Thanks for the feedback, jon. I found the asking price to be the most important factor (or maybe second most after location).

My colleague listed his house at $499K in July and only got it sold this past week at $443K. Add in 4% commissions (he was able to negotiate) and other closing fees and you are looking at about 85% of the original asking price. He still did well as he bought the house at $280K a few years ago but it goes to show you the old adage always rings true: *A house will always sell, at the right price*, or something along that line.

We have decided to list our place in mid-January. We can hurry and put this up on the market in mid-October but you are then entering the holiday season. Another factor is I hope there is no delay for our new house. Our builder has a pretty good track record when it comes to closing house but you can't rule anything out. I know our window is pretty tight but I believe if we price our house competitively, we can get a deal done quickly. Keeping my fingers crossed.

Cheers!


----------



## joncnca (Jul 12, 2009)

I hope everything works out for you!

Selling an existing house to buy a new one is pretty stressful, i wouldn't want to go through it again. I've read that the market picks up a bit in the autumn, cools over holidays, then picks up in the spring, but don't take my word for it.

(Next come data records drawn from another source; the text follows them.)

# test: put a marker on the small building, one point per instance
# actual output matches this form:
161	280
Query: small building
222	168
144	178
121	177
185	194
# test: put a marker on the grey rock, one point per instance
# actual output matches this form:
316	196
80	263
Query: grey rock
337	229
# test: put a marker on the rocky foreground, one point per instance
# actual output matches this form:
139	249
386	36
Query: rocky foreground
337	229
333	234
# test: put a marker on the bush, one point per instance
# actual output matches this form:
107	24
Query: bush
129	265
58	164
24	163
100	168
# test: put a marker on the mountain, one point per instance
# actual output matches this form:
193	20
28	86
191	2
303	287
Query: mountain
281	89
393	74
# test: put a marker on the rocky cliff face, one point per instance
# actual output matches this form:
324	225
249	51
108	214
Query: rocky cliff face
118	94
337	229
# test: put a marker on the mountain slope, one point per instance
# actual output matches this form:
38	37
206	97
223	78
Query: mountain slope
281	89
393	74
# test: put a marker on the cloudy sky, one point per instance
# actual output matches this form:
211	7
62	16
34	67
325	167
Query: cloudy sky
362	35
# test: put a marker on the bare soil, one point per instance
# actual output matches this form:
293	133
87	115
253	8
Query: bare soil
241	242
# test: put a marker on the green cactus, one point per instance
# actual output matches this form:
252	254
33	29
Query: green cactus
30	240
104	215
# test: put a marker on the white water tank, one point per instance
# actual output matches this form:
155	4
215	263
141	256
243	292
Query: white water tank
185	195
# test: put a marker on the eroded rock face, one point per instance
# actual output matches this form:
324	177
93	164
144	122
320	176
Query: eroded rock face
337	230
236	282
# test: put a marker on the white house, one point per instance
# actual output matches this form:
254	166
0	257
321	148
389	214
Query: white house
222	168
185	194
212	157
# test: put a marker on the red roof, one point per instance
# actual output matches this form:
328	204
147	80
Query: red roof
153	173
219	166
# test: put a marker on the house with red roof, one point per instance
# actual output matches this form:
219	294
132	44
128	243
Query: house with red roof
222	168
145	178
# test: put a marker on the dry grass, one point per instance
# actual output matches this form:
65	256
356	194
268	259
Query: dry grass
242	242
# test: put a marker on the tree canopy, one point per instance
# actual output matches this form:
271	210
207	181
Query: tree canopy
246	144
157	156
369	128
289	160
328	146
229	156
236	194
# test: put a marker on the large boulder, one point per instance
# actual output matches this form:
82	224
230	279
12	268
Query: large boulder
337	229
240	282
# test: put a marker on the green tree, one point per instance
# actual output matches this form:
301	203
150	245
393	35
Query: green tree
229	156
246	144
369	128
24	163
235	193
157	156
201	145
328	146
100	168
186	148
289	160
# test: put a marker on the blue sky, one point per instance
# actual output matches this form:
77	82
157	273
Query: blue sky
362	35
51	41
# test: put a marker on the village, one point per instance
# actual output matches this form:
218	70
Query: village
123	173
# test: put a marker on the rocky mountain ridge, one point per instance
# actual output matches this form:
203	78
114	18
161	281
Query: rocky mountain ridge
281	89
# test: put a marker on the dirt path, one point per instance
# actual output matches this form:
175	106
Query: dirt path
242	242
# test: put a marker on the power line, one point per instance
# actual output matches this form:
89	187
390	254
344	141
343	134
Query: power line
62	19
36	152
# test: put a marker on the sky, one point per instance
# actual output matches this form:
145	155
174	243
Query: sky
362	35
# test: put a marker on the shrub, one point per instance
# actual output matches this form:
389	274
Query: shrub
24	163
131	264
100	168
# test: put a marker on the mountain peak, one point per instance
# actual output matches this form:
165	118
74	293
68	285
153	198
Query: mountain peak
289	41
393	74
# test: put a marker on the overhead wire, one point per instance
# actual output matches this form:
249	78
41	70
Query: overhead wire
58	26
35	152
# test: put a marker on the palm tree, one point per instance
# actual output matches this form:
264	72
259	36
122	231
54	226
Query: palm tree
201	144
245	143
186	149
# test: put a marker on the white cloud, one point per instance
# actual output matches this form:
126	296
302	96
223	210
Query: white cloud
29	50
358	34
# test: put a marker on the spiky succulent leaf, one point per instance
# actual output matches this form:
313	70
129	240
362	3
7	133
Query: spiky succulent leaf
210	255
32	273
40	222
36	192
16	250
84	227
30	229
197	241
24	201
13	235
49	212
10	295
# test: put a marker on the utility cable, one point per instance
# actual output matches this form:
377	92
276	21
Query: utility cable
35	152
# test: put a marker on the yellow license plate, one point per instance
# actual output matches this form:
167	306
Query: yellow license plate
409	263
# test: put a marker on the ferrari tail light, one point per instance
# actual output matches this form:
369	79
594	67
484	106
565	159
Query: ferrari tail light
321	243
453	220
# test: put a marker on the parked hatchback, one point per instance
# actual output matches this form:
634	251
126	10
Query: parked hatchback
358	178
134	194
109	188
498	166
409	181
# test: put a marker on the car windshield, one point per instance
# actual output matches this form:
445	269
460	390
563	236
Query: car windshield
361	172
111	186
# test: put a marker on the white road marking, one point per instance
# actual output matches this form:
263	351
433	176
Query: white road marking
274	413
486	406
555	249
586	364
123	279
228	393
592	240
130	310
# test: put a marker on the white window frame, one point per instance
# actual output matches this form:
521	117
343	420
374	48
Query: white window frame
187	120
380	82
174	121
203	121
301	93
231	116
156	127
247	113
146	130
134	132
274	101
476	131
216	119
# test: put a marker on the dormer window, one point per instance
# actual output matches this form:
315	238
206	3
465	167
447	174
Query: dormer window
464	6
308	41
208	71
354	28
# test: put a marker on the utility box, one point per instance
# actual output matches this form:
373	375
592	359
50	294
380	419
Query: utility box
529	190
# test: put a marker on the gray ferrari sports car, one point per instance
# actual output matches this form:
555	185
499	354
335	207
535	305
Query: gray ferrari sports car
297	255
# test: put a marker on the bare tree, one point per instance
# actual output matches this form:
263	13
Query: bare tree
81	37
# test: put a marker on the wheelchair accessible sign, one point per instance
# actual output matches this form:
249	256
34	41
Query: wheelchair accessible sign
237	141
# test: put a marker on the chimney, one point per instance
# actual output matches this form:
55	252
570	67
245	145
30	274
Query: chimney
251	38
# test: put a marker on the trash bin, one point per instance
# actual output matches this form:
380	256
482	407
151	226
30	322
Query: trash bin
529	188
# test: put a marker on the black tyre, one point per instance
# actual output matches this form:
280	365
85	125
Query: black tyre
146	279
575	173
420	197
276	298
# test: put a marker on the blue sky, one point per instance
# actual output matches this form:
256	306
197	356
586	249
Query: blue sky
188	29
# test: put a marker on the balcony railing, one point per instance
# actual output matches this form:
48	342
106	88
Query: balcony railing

my wife has these friends who bought a pre-construction condo together before they were married, and after several years, they were expecting their first child and wanted to move into a detached house somewhere farther from the city. by that time, the original condo had been delayed so long that it still had not finished construction by the time they bought their detached house! 

i'm sure this wont happen to you, i just found that whole situation ridiculous.


----------